Led by IIN director Chad A. Mirkin, C-ABN will support collaborative, discovery-based research projects aimed at developing bioprogrammable nanomaterials that will meet both military and civilian needs and facilitate the efficient transition of these new technologies from the laboratory to marketplace.
Bioprogrammable nanomaterials are structures that typically contain a biomolecular component, such as nucleic acids or proteins, which give the materials a variety of novel capabilities. [emphasis mine] Nanomaterials can be designed to assemble into large 3-D structures, to interface with biological structures inside cells or tissues, or to interface with existing macroscale devices, for example. These new bioprogrammable nanomaterials and the fundamental knowledge gained through their development will ultimately lead to the creation of wearable, portable and/or human-interactive devices with extraordinary capabilities that will significantly impact both civilian and Air Force needs.
In one research area, scientists will work to understand the molecular underpinnings of vulnerability and resilience to stress. They will use bioprogrammable nanomaterials to develop ultrasensitive sensors capable of detecting and quantifying biomarkers for human stress in biological fluids (e.g., saliva, perspiration or blood), providing means to easily monitor the soldier during times of extreme stress. Ultimately, these bioprogrammable materials may lead to methods to increase human cellular resilience to the effects of stress and/or to correct genetic mutations that decrease cellular resilience of susceptible individuals.

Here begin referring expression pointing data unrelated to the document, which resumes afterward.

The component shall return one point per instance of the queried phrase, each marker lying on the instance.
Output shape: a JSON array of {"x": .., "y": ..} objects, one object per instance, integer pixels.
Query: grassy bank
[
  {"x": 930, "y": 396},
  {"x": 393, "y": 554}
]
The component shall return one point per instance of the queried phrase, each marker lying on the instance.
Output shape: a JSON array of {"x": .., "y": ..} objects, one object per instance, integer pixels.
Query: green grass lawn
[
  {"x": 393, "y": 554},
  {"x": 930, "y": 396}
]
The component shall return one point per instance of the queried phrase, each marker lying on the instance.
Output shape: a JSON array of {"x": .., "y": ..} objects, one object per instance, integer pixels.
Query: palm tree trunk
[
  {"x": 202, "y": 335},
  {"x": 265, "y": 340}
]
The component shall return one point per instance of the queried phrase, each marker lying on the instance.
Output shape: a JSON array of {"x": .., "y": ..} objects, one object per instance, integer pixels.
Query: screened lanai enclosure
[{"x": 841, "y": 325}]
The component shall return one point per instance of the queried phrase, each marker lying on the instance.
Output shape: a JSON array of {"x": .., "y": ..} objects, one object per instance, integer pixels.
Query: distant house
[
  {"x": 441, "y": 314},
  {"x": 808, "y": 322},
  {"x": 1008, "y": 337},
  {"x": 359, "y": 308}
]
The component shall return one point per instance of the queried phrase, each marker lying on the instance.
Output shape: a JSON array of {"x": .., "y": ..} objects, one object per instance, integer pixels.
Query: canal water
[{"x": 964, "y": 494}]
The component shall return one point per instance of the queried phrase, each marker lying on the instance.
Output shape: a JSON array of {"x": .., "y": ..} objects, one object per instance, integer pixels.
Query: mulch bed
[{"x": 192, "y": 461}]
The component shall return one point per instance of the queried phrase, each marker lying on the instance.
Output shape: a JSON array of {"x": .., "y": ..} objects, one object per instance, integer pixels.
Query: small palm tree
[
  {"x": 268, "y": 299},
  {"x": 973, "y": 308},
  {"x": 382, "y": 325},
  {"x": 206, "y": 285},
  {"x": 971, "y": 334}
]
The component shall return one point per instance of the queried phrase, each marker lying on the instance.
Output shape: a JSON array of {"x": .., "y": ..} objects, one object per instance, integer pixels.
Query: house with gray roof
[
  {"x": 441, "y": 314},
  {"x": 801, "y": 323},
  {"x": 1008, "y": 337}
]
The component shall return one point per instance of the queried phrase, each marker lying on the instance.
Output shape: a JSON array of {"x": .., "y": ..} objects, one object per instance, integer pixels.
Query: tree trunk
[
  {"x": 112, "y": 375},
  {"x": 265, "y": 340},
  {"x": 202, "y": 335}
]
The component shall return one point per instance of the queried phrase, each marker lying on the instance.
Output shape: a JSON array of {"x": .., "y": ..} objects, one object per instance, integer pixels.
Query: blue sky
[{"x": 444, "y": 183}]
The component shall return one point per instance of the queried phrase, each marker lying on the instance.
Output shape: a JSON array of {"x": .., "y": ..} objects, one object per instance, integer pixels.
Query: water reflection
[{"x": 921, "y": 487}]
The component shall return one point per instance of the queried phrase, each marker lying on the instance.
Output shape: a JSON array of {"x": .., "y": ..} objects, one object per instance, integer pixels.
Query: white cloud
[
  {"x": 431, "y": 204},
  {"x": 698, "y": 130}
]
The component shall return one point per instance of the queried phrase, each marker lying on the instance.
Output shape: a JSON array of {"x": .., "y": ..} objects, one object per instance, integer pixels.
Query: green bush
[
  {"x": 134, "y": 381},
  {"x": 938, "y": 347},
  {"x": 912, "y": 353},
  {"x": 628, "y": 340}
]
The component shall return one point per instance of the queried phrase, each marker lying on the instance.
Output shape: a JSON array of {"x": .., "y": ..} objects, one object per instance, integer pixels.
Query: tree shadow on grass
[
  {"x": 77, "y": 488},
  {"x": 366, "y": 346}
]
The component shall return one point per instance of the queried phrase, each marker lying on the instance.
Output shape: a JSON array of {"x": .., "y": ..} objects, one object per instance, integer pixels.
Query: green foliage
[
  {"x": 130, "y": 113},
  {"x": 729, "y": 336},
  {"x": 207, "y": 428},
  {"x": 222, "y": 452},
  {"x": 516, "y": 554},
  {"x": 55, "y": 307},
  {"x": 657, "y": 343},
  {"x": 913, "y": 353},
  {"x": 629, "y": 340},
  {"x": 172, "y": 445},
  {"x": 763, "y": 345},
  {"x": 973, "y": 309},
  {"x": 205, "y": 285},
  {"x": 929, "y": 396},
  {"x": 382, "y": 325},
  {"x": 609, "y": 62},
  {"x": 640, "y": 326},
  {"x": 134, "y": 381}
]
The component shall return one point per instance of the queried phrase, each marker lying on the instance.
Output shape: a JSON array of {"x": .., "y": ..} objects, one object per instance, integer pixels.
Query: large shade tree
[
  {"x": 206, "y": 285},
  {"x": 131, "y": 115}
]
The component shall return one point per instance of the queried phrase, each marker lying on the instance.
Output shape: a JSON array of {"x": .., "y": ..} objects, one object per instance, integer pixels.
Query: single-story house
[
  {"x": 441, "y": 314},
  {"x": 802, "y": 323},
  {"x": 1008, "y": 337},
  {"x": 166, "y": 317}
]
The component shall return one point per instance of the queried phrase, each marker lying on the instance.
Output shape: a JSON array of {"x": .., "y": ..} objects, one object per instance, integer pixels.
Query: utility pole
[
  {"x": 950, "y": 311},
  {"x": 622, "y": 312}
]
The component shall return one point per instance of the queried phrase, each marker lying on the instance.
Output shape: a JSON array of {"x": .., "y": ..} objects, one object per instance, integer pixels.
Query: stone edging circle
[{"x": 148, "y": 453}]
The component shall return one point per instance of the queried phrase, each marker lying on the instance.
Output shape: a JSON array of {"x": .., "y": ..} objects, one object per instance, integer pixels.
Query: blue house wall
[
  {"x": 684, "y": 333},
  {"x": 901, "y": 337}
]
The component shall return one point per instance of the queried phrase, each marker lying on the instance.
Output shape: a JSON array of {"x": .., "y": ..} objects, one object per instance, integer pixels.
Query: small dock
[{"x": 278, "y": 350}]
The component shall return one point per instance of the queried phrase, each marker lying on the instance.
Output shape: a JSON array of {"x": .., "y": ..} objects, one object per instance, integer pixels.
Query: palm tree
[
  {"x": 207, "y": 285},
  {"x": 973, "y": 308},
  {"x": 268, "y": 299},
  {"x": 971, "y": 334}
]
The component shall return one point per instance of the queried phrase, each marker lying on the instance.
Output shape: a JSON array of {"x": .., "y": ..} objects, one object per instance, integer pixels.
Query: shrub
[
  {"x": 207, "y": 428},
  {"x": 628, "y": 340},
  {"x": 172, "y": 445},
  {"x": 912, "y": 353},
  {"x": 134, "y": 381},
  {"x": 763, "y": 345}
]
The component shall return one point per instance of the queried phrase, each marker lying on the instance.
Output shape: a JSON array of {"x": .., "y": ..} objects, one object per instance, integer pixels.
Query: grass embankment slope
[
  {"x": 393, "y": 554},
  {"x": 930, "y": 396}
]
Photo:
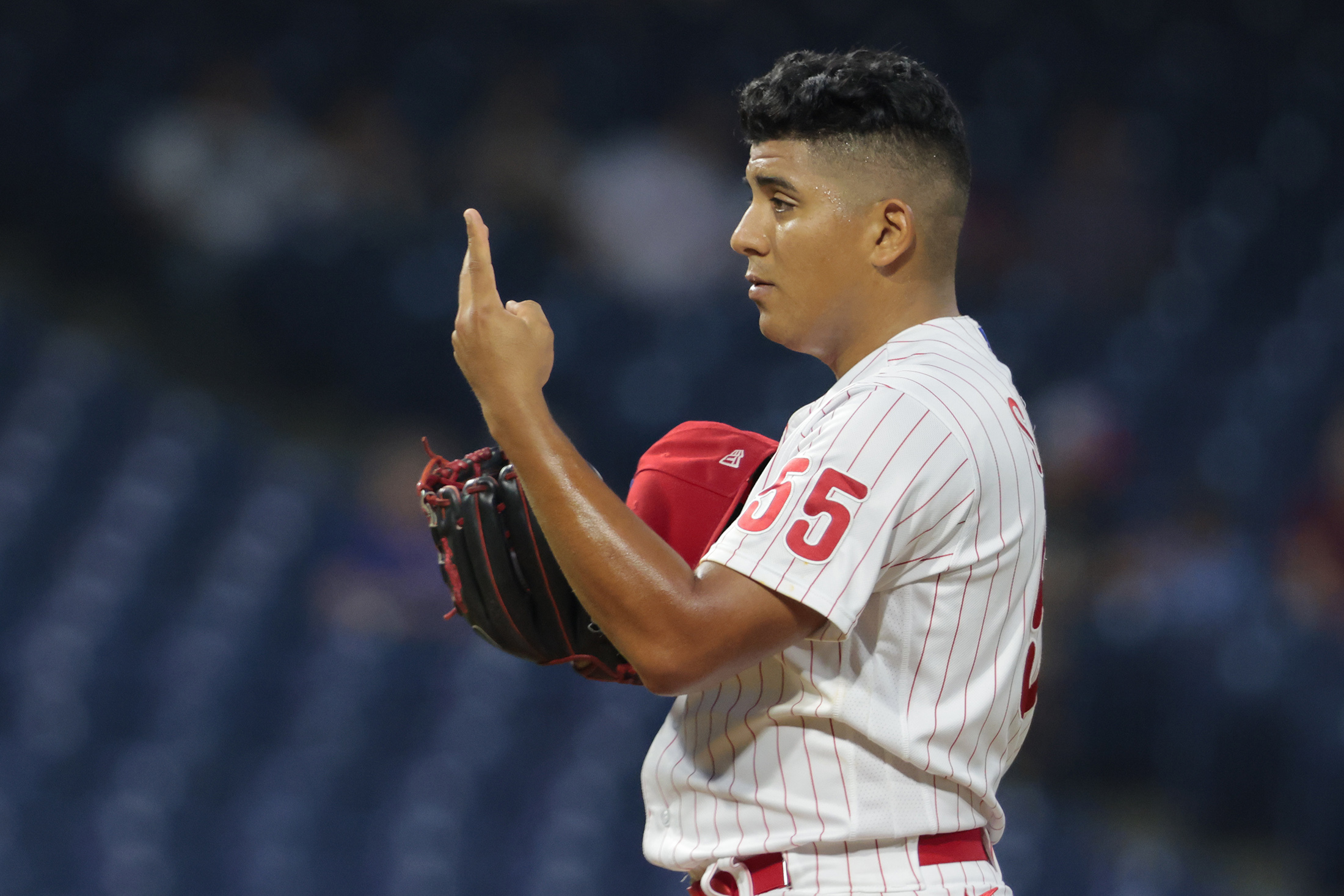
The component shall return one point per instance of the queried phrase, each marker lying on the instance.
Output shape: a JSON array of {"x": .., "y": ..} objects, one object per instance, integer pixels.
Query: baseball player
[{"x": 855, "y": 657}]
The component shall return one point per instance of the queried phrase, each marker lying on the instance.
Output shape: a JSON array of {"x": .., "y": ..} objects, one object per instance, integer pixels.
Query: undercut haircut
[{"x": 874, "y": 101}]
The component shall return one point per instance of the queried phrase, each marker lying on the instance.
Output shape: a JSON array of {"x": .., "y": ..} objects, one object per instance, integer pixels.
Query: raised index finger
[{"x": 476, "y": 286}]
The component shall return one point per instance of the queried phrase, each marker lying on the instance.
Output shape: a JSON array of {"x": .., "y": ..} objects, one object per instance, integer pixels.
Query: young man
[{"x": 856, "y": 655}]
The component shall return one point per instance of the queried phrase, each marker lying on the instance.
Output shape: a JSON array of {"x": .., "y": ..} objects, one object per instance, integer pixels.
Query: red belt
[{"x": 935, "y": 850}]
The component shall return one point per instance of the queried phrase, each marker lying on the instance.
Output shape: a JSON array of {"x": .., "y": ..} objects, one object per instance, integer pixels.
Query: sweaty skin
[{"x": 828, "y": 281}]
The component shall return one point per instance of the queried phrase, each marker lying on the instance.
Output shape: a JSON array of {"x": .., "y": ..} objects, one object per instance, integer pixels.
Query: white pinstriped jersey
[{"x": 906, "y": 507}]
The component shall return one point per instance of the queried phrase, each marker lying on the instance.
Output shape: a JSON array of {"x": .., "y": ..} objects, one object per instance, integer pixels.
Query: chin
[{"x": 777, "y": 331}]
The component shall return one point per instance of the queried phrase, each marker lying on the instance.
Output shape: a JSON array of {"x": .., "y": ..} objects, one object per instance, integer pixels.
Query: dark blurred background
[{"x": 229, "y": 244}]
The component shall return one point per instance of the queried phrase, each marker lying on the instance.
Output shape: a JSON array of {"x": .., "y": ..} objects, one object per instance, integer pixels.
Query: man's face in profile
[{"x": 805, "y": 250}]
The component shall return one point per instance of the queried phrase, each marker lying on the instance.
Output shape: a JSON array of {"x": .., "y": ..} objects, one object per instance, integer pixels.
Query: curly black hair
[{"x": 862, "y": 93}]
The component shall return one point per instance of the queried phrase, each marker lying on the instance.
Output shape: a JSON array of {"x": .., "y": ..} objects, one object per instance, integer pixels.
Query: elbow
[{"x": 675, "y": 676}]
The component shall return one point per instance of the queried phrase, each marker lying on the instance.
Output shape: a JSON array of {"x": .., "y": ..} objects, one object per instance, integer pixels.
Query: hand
[{"x": 506, "y": 349}]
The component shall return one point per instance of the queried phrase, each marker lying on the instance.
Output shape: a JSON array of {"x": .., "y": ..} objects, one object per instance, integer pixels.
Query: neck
[{"x": 916, "y": 304}]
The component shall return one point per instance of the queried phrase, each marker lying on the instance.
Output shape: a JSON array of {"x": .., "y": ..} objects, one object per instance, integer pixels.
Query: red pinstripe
[
  {"x": 946, "y": 669},
  {"x": 901, "y": 563},
  {"x": 807, "y": 754},
  {"x": 916, "y": 537},
  {"x": 816, "y": 472},
  {"x": 882, "y": 530},
  {"x": 957, "y": 383}
]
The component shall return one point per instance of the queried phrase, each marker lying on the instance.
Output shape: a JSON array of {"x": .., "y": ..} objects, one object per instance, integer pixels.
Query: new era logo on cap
[{"x": 733, "y": 459}]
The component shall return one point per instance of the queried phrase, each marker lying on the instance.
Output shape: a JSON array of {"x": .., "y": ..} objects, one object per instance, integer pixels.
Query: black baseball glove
[{"x": 503, "y": 575}]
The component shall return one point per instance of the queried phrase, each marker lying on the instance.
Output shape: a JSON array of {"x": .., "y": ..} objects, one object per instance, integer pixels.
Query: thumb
[{"x": 528, "y": 311}]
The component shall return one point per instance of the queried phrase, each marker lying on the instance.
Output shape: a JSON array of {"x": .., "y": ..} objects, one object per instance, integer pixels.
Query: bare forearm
[
  {"x": 683, "y": 630},
  {"x": 636, "y": 588}
]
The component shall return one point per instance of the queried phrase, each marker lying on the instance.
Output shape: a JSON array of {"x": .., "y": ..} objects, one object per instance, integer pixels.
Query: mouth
[{"x": 760, "y": 286}]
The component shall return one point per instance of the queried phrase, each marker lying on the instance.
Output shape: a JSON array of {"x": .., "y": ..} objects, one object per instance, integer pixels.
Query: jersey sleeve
[{"x": 870, "y": 496}]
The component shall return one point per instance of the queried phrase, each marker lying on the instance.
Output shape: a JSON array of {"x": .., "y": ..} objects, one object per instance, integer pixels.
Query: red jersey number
[
  {"x": 838, "y": 516},
  {"x": 753, "y": 519}
]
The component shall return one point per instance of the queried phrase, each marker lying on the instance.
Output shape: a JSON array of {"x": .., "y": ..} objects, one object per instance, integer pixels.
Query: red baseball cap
[{"x": 693, "y": 483}]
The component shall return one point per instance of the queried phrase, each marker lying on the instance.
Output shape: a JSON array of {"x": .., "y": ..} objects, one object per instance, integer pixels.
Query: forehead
[{"x": 792, "y": 159}]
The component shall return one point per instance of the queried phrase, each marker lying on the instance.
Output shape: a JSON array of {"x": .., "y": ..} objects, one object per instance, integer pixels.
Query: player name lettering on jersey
[{"x": 906, "y": 507}]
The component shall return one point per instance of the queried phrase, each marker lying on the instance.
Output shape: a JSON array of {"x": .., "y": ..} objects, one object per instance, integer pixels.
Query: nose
[{"x": 749, "y": 239}]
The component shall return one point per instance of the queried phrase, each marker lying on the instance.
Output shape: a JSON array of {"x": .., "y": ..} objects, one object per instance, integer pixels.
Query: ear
[{"x": 896, "y": 234}]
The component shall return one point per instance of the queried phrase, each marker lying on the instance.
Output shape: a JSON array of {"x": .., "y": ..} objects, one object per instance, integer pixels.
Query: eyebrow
[{"x": 770, "y": 180}]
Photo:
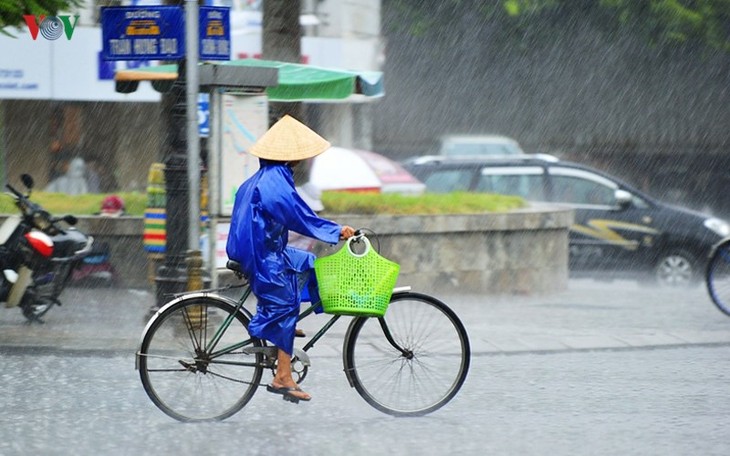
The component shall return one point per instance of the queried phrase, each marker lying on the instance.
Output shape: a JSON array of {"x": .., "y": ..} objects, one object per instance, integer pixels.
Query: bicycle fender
[{"x": 194, "y": 295}]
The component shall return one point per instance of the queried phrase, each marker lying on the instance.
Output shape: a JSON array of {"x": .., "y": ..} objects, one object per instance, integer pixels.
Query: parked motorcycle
[{"x": 37, "y": 255}]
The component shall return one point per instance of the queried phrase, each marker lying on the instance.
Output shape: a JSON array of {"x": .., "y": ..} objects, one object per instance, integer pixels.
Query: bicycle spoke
[
  {"x": 425, "y": 369},
  {"x": 185, "y": 381}
]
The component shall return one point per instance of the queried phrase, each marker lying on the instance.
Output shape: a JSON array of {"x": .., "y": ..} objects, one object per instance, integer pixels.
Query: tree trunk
[{"x": 282, "y": 37}]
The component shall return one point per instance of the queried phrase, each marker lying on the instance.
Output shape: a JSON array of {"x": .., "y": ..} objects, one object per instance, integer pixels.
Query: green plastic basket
[{"x": 356, "y": 284}]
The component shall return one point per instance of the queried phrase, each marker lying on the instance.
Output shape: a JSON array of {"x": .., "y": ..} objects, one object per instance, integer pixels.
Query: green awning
[{"x": 296, "y": 82}]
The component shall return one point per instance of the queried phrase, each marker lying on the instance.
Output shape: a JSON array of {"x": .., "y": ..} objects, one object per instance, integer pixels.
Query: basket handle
[{"x": 363, "y": 239}]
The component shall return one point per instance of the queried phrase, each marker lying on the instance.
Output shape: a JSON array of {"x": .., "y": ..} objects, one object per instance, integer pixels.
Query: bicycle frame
[{"x": 267, "y": 350}]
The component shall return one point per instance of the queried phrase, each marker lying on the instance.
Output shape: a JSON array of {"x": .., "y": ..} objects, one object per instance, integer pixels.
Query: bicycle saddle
[{"x": 235, "y": 266}]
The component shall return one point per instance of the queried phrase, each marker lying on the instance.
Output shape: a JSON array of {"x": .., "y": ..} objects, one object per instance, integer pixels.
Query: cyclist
[{"x": 266, "y": 207}]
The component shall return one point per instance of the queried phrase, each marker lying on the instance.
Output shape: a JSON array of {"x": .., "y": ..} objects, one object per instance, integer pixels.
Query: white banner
[
  {"x": 245, "y": 119},
  {"x": 62, "y": 68}
]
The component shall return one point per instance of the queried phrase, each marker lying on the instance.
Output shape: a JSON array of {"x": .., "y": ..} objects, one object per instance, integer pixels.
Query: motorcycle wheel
[{"x": 33, "y": 311}]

Other research projects, encompassing a wide variety of nanotechnology-enabled goals, include:
Developing hybrid wearable energy-storage devices;
Developing devices to identify chemical and biological targets in a field environment;
Developing flexible bio-electronic circuits;
Designing a new class of flat optics; and
Advancing understanding of design rules between 2-D and 3-D architectures.
The analysis of these nanostructures also will extend fundamental knowledge in the fields of materials science and engineering, human performance, chemistry, biology and physics.
The center will be housed under the IIN, providing researchers with access to IIN’s strong entrepreneurial community and its close ties with Northwestern’s renowned Kellogg School of Management.
This second news release provides an interesting contrast to a recent news release from Sweden’s Karolinska Intitute where the writer was careful to note that the enzymes and organic electronic ion pumps were not living as noted in my June 26, 2015 posting. It seems nucleic acids (as in RNA and DNA) can be mentioned without a proviso in the US. as there seems to be little worry about anti-GMO (genetically modified organisms) and similar backlashes affecting biotechnology research.